Innocent Tshilombo, qui a passé 10 ans dans le camp de réfugiés de Kakuma, au Kenya, décrit comment subordonner des conditions aux transferts monétaires peut sérieusement affecter leur efficacité.

22 septembre 2021 — De Innocent Tshilombo

À propos de l’auteur

Innocent Tshilombo
Innocent Tshilombo

Il y a 10 ans, Innocent Tshilombo a quitté la RDC et a principalement vécu dans le camp de réfugiés de Kakuma depuis lors. Au sein de ce camp, il a fondé Kakuma Ventures. En 2020/2021, il a poursuivi ses études en Master en action humanitaire au Centre d’études humanitaires Genève. Ce cursus comprenait des modules portant sur les transferts monétaires, l’incitant ainsi à rédiger ce blog : une réflexion sur son expérience en tant que bénéficiaire d’une assistance.

Mon expérience de l’assistance en espèces

Je suis arrivé au Kenya en 2009 après avoir quitté la RDC. Au cours des 10 dernières années, j’ai principalement vécu dans le camp de réfugiés de Kakuma.

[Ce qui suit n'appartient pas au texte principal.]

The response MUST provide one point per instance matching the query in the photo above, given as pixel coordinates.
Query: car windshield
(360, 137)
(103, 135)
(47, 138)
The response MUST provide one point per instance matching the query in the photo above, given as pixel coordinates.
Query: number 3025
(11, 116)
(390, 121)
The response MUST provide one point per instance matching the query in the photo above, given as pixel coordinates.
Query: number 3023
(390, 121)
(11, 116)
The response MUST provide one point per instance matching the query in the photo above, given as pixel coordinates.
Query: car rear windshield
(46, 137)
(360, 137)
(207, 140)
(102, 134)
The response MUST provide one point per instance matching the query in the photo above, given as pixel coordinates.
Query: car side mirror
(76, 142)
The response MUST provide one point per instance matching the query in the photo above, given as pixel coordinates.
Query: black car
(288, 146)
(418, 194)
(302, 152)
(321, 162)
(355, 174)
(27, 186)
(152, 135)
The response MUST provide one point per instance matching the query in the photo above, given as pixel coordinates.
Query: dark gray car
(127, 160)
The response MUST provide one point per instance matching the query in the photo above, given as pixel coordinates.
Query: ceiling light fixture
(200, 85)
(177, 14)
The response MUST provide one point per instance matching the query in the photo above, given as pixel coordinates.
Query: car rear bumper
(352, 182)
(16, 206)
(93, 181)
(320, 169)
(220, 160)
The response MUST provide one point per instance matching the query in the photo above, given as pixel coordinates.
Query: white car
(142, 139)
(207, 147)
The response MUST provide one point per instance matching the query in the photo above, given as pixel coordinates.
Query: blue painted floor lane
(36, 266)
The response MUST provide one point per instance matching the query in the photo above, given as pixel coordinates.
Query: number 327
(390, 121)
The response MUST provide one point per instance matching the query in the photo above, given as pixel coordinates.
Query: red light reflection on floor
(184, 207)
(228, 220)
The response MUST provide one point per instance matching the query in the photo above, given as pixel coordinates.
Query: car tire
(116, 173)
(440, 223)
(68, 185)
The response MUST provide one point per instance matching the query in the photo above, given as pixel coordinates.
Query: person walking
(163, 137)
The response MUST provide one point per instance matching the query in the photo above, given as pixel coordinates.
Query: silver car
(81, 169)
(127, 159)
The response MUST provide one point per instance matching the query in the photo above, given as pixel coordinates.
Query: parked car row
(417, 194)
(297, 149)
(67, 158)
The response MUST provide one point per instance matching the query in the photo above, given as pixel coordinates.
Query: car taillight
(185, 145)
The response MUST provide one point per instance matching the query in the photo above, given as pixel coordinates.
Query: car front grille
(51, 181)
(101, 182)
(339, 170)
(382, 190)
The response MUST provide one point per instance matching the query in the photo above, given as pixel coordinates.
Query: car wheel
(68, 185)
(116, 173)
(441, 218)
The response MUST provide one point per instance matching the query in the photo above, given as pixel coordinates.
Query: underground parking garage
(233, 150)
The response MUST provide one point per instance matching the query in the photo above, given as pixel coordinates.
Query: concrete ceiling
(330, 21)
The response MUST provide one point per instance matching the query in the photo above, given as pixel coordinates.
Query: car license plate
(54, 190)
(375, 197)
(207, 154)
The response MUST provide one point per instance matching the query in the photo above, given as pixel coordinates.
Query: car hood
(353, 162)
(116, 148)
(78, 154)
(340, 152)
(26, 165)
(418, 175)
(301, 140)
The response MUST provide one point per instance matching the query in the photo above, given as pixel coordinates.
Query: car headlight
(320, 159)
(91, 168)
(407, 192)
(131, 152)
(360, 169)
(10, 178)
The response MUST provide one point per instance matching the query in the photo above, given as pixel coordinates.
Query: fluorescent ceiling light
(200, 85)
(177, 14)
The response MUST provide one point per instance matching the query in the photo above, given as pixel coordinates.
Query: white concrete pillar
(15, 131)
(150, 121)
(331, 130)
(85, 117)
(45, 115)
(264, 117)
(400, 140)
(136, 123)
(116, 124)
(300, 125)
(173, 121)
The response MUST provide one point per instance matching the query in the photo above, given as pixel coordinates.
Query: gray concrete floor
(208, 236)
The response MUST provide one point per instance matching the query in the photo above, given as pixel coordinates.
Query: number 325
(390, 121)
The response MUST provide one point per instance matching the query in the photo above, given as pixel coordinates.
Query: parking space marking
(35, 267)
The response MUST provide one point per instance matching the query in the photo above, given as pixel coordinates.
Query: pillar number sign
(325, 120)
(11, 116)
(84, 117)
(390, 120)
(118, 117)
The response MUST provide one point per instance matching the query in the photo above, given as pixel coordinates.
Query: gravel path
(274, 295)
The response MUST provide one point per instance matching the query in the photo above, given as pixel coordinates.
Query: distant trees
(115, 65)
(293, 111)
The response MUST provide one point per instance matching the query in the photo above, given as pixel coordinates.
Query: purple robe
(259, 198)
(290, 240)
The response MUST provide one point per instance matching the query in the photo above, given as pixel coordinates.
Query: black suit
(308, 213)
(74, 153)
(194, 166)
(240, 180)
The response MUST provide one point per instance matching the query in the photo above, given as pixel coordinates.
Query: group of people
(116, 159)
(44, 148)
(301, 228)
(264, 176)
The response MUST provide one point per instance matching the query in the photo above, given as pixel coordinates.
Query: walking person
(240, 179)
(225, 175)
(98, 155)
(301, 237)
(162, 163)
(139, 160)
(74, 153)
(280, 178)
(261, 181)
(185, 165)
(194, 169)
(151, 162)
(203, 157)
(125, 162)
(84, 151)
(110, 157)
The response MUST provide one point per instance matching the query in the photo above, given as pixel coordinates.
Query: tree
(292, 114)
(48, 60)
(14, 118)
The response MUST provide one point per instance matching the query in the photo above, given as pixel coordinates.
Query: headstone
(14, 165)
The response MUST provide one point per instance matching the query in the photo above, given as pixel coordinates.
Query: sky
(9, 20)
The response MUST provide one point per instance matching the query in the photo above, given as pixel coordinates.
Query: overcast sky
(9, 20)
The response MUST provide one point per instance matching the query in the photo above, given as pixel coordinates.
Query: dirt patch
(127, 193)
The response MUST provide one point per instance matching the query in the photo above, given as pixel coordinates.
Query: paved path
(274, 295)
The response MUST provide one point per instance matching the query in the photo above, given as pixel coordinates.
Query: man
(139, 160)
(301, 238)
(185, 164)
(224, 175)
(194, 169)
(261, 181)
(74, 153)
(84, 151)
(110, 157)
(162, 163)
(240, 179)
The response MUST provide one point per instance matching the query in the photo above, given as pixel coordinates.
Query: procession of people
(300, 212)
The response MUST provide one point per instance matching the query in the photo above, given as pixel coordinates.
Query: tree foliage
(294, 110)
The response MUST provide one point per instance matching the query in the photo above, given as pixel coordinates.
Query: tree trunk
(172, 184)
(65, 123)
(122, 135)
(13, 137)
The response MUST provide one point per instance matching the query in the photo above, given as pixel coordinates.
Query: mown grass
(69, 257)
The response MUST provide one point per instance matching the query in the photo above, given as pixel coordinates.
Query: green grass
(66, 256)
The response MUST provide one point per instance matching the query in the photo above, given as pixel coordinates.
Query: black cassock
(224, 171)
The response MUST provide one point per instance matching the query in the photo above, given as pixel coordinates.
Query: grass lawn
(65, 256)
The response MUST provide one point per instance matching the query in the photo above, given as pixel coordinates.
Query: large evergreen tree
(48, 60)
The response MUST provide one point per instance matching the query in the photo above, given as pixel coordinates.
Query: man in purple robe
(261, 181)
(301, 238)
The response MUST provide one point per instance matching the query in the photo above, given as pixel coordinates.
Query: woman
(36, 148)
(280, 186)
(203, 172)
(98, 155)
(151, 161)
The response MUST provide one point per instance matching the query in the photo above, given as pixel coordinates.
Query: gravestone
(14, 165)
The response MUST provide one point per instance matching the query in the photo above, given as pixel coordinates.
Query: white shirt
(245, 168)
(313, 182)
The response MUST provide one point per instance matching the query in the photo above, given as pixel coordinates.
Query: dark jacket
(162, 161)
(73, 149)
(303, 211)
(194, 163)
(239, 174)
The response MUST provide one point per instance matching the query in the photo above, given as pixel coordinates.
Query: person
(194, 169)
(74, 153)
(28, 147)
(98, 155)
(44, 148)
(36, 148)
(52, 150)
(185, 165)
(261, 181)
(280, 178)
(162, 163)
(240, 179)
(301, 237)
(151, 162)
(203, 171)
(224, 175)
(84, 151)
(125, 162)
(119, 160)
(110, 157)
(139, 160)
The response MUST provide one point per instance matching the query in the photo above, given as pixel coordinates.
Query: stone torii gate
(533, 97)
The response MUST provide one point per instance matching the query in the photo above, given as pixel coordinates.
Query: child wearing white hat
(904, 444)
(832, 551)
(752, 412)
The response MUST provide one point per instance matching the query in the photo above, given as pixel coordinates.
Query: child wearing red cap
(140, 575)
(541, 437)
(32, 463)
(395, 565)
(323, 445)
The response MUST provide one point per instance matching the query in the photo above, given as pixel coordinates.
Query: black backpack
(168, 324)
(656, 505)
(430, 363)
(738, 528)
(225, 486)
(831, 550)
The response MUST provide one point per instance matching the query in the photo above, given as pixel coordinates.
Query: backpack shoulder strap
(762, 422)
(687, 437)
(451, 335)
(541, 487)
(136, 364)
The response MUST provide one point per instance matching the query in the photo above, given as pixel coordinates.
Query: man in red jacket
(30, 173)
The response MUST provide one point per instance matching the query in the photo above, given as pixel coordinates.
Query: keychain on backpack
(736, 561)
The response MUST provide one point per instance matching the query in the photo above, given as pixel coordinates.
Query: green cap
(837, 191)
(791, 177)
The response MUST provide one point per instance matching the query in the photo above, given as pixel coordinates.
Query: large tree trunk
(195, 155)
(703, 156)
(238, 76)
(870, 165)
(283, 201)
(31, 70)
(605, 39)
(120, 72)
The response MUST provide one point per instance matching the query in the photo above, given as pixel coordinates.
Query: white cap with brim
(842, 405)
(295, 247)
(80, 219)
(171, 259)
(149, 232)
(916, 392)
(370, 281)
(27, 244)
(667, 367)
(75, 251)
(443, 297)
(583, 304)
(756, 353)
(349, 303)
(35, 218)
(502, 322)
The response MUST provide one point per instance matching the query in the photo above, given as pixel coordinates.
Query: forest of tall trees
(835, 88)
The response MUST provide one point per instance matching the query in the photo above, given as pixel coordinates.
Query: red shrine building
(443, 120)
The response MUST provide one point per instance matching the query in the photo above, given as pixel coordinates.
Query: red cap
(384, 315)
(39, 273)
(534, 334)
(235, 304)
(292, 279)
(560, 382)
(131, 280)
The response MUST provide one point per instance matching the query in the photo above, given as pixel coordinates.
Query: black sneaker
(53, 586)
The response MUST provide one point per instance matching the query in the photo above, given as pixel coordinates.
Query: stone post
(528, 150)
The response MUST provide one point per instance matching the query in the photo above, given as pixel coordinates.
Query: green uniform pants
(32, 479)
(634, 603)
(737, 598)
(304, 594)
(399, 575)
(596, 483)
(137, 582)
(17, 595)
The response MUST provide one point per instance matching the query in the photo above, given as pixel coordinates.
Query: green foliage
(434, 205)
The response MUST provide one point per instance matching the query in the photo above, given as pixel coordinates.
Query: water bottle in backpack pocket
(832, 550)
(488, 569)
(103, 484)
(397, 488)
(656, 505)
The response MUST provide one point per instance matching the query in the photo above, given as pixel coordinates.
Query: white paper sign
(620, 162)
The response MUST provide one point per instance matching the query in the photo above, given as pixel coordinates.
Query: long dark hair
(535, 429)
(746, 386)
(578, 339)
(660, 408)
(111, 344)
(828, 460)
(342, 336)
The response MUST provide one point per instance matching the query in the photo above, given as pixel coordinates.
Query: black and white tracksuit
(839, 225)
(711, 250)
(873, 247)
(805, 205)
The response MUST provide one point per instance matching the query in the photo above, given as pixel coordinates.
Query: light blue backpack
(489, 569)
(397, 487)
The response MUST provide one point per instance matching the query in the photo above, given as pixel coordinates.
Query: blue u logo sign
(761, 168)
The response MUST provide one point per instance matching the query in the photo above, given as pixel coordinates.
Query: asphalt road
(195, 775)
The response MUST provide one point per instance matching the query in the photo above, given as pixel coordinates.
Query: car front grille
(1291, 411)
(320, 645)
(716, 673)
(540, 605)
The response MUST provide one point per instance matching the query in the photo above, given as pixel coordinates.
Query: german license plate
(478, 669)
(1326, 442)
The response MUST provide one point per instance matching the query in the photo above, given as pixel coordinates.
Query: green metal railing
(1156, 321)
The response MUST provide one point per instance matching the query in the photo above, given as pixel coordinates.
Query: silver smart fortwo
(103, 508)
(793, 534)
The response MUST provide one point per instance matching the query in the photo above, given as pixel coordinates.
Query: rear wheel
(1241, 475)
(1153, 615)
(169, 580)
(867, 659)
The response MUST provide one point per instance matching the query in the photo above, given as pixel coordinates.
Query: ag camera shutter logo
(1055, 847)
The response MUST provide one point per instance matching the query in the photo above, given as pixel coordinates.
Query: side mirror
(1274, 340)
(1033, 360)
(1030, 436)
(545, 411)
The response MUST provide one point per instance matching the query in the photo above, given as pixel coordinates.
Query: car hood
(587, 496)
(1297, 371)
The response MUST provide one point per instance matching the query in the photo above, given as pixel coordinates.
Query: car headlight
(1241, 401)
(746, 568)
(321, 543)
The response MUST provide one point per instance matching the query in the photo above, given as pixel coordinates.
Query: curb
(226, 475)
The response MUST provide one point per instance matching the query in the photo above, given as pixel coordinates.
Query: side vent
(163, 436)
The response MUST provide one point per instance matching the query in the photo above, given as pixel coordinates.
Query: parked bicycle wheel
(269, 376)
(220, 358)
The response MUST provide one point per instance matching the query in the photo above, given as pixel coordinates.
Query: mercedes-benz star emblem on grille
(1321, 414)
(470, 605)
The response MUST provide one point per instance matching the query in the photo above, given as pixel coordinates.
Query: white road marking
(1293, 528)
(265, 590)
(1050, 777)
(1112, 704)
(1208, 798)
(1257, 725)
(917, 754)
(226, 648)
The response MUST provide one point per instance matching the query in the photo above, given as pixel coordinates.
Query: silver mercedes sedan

Kakuma est un camp situé dans le nord-ouest du Kenya où le PAM – Bureau de la coordination des affaires humanitaires des Nations Unies distribue chaque mois des coupons électroniques et apporte une assistance en nature via trois centres de distribution alimentaire gérés par leurs organisations partenaires, afin de répondre aux besoins d’une population de 157 539 personnes.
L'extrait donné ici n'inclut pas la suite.